Mr. Pollick noted that the economic damage from the current health crisis is far more severe than what the financial crisis precipitated in 2008-09. During that period, the manufacturing sector lost 300,000 jobs while services sector employment actually gained.
The current halt in the economy is more focused on the service-oriented areas that account for 70 per cent of Canadian GDP. As a result, job losses are already much heavier – almost one million newly unemployed in March alone.
Bank of Montreal economist Benjamin Reitzes predicted that the employment situation is about to get much worse. BMO expects another four million to five million job losses in April.
This enormous shock to the work force occurs at a time of extremely weak household balance sheet strength, as the first accompanying chart highlights.
In March, 2009, when the previous bull market began, the ratio of household debt to disposable income was 155.5 per cent. The most recent data show debt to income near record highs at 176.3 per cent, thanks largely to mortgages. The ability of households to drive an economic recovery through borrowing and spending in 2020 is far lower than in 2009.
The combination of high debt and mass unemployment will create long-term problems for the economy. In Mr. Pollick’s words, “extant debt loads and the hit to confidence might render future consumption patterns nearly unrecognizable.”
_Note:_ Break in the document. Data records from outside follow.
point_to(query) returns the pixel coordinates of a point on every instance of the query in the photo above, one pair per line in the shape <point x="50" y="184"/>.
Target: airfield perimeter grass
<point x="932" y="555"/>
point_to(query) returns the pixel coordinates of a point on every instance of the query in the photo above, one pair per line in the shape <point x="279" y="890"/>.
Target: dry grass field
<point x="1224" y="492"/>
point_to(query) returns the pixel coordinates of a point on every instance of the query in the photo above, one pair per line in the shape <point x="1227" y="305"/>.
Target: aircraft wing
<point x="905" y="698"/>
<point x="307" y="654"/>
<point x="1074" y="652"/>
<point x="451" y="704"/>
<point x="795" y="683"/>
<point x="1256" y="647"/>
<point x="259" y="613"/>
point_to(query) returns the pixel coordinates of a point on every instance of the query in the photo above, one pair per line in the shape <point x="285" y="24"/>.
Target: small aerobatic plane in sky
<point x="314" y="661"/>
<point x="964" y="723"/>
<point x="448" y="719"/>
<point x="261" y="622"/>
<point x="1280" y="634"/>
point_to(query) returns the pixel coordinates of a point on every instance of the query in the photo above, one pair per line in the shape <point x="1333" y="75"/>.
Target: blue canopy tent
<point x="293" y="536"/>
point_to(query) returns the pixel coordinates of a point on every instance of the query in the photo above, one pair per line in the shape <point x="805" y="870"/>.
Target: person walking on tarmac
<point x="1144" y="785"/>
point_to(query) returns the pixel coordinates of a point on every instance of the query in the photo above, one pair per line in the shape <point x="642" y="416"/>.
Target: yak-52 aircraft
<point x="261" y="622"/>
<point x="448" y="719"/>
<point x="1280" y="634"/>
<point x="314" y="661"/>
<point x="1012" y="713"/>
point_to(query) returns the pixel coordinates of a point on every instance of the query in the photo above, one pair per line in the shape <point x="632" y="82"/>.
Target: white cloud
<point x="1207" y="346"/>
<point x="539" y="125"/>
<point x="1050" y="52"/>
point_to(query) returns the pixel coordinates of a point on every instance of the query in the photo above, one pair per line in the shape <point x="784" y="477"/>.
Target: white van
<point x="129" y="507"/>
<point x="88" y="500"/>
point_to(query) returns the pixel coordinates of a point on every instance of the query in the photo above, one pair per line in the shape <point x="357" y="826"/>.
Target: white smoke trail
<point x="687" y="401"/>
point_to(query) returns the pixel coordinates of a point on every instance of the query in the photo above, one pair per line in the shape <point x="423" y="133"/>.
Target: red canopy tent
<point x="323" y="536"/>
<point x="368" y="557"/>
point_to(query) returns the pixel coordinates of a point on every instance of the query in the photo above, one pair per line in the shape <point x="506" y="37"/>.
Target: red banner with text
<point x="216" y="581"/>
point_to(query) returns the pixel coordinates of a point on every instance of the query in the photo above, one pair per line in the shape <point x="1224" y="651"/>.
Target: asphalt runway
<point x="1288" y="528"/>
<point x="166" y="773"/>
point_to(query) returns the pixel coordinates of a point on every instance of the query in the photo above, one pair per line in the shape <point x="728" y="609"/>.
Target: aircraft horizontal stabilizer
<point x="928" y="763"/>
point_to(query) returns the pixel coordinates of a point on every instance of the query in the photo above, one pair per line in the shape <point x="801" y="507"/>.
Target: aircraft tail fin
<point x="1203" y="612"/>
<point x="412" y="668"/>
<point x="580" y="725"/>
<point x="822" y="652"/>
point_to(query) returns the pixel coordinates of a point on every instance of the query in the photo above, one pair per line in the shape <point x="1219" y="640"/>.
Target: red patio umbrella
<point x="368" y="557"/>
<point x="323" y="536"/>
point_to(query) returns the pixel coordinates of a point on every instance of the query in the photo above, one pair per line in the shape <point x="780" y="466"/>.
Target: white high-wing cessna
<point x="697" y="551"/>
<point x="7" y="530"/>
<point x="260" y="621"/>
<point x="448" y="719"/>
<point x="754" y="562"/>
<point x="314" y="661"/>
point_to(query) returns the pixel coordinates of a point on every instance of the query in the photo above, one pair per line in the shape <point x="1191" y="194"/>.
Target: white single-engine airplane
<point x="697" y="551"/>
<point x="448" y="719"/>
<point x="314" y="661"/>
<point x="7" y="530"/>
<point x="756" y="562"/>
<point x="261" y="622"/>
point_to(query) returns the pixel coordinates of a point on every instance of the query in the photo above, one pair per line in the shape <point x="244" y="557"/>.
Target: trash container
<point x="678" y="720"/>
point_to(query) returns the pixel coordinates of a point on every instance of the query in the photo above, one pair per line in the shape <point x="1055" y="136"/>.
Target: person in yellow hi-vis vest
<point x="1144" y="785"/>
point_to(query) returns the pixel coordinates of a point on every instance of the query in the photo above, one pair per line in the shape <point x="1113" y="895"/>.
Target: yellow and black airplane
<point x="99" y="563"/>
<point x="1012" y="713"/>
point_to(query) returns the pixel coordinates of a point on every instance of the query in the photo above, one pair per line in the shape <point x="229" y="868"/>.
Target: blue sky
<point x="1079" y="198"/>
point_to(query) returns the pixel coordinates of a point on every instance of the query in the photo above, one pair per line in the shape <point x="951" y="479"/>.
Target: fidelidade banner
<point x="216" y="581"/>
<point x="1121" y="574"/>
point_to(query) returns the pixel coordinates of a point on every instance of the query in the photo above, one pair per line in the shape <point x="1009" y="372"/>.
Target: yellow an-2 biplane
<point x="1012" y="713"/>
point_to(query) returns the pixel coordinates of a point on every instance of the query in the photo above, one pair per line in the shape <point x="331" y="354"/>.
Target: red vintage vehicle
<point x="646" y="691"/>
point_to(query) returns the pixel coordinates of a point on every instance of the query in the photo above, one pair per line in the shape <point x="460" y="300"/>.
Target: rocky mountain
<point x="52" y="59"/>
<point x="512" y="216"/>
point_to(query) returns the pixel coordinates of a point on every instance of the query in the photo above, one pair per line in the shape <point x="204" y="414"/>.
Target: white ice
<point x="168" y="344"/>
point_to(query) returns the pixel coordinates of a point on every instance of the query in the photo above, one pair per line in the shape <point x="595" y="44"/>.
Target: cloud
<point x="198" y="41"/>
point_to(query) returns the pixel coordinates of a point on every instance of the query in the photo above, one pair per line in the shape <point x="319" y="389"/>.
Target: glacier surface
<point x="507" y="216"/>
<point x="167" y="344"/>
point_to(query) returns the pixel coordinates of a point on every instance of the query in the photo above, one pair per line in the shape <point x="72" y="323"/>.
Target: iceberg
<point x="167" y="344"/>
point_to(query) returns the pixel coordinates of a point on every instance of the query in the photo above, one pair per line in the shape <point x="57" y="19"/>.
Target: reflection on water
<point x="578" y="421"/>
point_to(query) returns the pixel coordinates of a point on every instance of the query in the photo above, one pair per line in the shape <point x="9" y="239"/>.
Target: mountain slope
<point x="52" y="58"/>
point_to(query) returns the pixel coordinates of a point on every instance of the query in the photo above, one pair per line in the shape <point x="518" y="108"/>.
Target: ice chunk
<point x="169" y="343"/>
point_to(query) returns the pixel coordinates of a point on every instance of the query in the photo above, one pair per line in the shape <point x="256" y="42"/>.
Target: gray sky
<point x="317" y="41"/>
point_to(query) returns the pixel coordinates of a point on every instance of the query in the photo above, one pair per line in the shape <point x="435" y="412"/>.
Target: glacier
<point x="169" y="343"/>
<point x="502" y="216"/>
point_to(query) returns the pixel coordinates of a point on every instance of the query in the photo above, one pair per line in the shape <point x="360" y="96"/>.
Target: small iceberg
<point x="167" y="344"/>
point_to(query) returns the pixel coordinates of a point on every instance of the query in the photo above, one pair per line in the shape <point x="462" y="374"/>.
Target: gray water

Not only will millions of Canadians have to reclaim their jobs or find new ones, they will have to rebuild enough confidence to start spending for the economy to grow.
Mr. Pollick believes that market prices reflect too much economic optimism. The second accompanying chart highlights an investor community expecting a rapid recovery when quarantining ends.
The line on the chart represents the futures markets’ guess regarding the yield on banker’s acceptance notes in the future. Banker’s acceptance notes, usually issued with a 30- or 90-day term by corporations, represent short-term loans with repayment guaranteed by a Canadian bank. In this case, we are using banker’s acceptance yields as a proxy for the Bank of Canada rate and short-term yields in general. On the chart, for instance, the last data point shows that the March, 2023, futures contract price predicts a three-month banker’s acceptance note that will yield 1 per cent.
The line begins to slope higher in late 2020, indicating the resumption of economic growth and higher yields. For Mr. Pollick, this makes no sense. He says he believes the health crisis will create a wounded economy that will take far longer to heal – well into 2021 at the very least.
It is not a huge stretch to believe that the optimism in credit markets is also reflected in equity prices. Profits in the commodity sectors will be driven by global growth, but domestic-facing stocks – those dependent on domestic consumption and business activity – may still be overvalued if Mr. Pollick’s predictions for a longer, deeper, slowdown become reality.